In India, the laws which govern the rights of an illegitimate child are familial and personal laws. The rights of maintenance and inheritance granted under Hindu personal laws are far greater than that of Muslim and Christian personal laws. Rights granted under these personal laws are the right to property, maintenance, inheritance, adoption, guardianship, etc.

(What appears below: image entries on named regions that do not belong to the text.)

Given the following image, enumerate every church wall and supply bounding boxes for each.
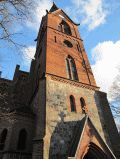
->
[95,91,120,159]
[45,76,104,159]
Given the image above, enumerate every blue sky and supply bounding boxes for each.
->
[0,0,120,121]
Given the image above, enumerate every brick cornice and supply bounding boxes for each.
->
[46,73,100,90]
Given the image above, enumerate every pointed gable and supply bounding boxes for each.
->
[69,116,116,159]
[49,2,80,26]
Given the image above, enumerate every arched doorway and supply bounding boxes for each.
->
[83,143,109,159]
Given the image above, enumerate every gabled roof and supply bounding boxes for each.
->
[68,116,116,159]
[49,2,80,26]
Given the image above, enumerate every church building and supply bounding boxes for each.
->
[0,3,120,159]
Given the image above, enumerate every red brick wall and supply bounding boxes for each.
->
[46,11,96,86]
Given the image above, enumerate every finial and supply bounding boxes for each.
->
[46,9,49,14]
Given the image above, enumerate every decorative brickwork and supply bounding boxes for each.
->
[0,3,120,159]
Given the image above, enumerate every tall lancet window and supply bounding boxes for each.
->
[70,95,76,112]
[58,20,72,35]
[17,129,27,150]
[80,97,86,114]
[66,56,78,81]
[0,129,8,150]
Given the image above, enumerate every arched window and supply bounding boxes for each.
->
[64,40,73,48]
[80,97,86,114]
[58,20,72,35]
[66,58,72,79]
[66,56,78,81]
[70,95,76,112]
[17,129,27,150]
[0,129,7,150]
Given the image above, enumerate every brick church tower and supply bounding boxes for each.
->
[31,4,120,159]
[0,1,120,159]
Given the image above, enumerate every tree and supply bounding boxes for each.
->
[0,0,34,46]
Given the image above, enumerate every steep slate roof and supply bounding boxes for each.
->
[69,117,86,156]
[49,2,80,26]
[68,115,116,159]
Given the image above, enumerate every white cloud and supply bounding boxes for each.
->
[27,0,52,30]
[67,0,108,30]
[22,46,36,67]
[92,41,120,93]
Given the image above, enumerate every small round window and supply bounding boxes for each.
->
[64,40,73,48]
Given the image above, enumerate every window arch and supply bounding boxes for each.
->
[17,129,27,150]
[0,129,8,150]
[64,40,73,48]
[80,97,86,114]
[66,56,78,81]
[70,95,76,112]
[58,20,72,35]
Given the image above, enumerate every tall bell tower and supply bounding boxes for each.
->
[31,3,120,159]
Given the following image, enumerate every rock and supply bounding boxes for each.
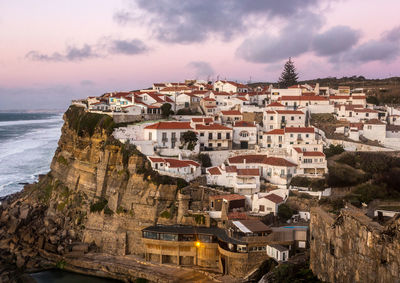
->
[44,243,57,253]
[7,217,20,234]
[16,254,25,269]
[19,205,31,220]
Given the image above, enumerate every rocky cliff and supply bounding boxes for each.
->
[310,207,400,283]
[0,106,212,281]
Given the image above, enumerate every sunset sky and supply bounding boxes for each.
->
[0,0,400,110]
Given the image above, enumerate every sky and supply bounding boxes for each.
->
[0,0,400,110]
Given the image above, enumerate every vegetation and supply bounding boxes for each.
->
[161,103,174,118]
[278,203,297,221]
[90,198,108,212]
[65,105,116,137]
[290,176,326,190]
[182,131,198,150]
[57,155,68,166]
[198,153,212,168]
[324,144,344,158]
[278,57,299,88]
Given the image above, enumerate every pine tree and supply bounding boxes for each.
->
[278,57,299,88]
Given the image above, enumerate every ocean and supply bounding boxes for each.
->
[0,112,63,197]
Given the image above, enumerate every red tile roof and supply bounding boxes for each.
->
[234,121,256,127]
[264,194,284,204]
[285,127,314,133]
[221,110,242,116]
[303,151,325,156]
[210,194,246,201]
[145,122,193,130]
[265,129,285,135]
[237,169,260,176]
[207,167,222,175]
[196,124,232,131]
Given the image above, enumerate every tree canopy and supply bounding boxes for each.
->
[278,57,299,88]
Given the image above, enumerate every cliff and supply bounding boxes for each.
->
[0,106,214,281]
[310,207,400,283]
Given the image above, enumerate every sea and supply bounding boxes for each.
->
[0,112,63,197]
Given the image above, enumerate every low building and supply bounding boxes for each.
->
[148,156,201,182]
[267,244,289,262]
[233,121,257,149]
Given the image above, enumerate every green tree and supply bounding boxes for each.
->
[182,131,198,150]
[278,57,299,88]
[161,103,173,118]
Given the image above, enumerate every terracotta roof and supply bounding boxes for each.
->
[265,129,285,135]
[207,167,222,175]
[149,156,200,168]
[228,211,249,220]
[221,110,242,116]
[192,117,214,123]
[285,127,314,133]
[237,169,260,176]
[303,151,325,156]
[234,121,256,127]
[228,154,267,164]
[196,124,232,130]
[364,119,385,125]
[275,110,304,115]
[267,102,285,107]
[264,194,284,204]
[145,122,193,130]
[264,157,297,167]
[293,147,303,153]
[210,194,246,201]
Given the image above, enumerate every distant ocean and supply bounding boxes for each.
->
[0,113,63,197]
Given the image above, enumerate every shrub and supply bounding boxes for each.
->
[198,153,212,168]
[57,155,68,166]
[278,203,296,221]
[324,144,344,158]
[90,198,108,212]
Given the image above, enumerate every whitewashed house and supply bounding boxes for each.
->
[148,156,201,182]
[251,193,286,215]
[195,123,233,150]
[233,121,257,149]
[206,164,260,195]
[267,244,289,262]
[263,110,306,131]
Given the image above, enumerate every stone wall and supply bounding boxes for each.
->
[310,207,400,283]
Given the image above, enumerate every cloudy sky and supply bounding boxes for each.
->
[0,0,400,110]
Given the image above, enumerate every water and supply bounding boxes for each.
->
[0,113,63,197]
[30,270,121,283]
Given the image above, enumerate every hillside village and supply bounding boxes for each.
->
[73,80,400,277]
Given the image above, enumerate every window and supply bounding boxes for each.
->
[239,131,249,138]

Rights of an Illegitimate Child  

  • In Hindus, the illegitimate child born out of the void or voidable marriage will get the same protection and rights which a legitimate child has. A Hindu child born out of wedlock has the right to property in his/her parent’s estate.
  • Unlike Hindu law, Muslim law doesn’t recognize the rights of a child born out of wedlock. The Muslim personal laws strictly restrict themselves from recognizing a child born out of void/voidable marriage and don’t provide any rights to them. 
  • When it comes to Christian laws, only those children born from an annulled marriage are entitled to succeed, in the same manner as legitimate children, to the estate of the parent who at the time of the marriage was competent to contract.

Right to Maintenance 

  • According to Hindu Adoption and Maintenance Act, 1956 an illegitimate minor son and illegitimate unmarried daughter have the right to maintenance i.e. the father of the child is duty-bound to maintain his child irrespective of the fact whether the child is legitimate or not.
  •  But again when it comes to Muslims, a child born out of void/voidable marriage doesn’t have any right to maintenance and the father of the child is not duty-bound to maintain his illegitimate son/daughter. 
  • Only a category called Hanafis in the Muslim community recognizes an illegitimate child and is accepted as the lawful child of a mother.
  • However, even though a Muslim father is not duty-bound to maintain his illegitimate child, still an illegitimate child has the right to seek maintenance under Section 125 Code of Criminal Procedure. Irrespective of what personal laws say, as per section 125 CrPC a child has the right to seek maintenance irrespective of the legitimacy of their birth.

Right of Inheritance

The question of the rights of inheritance to an illegitimate child is still unanswered in India. Because of the lack of a Uniform Civil Code, we don’t have standard guidelines on inheritance rights. 

  • As per the Indian Succession Act, the right to inheritance is still not granted to an illegitimate child.
  • As per Hindu personal laws, only those who are born out of void/voidable marriage have the right to inheritance in their parent’s property. These children have a right over the property of their parents as well as their ancestral property. 
  • The Muslim and Christian personal laws entirely discriminate against an illegitimate child in toto.

Right to Guardianship

  • Amongst Hindus, first, the mother is the natural guardian of an illegitimate minor boy/girl and after her, it is the father.
  • Amongst Muslims, since an illegitimate child belongs to no one, therefore they do not have any natural guardian. Sometimes if considered, then it’s the mother who is entitled to the custody of a child irrespective of the biological father’s demand.
  • Amongst Christians, the mother is the natural guardian and she doesn’t need to inform the putative father about the birth of the child.


Despite all the rights that have been granted by different personal laws to an illegitimate child, one issue is still unsolved. None of the personal laws talks about an illegitimate child who is born as a result of a live-in relationship, pregnancy due to rape, or child whose parents never got married.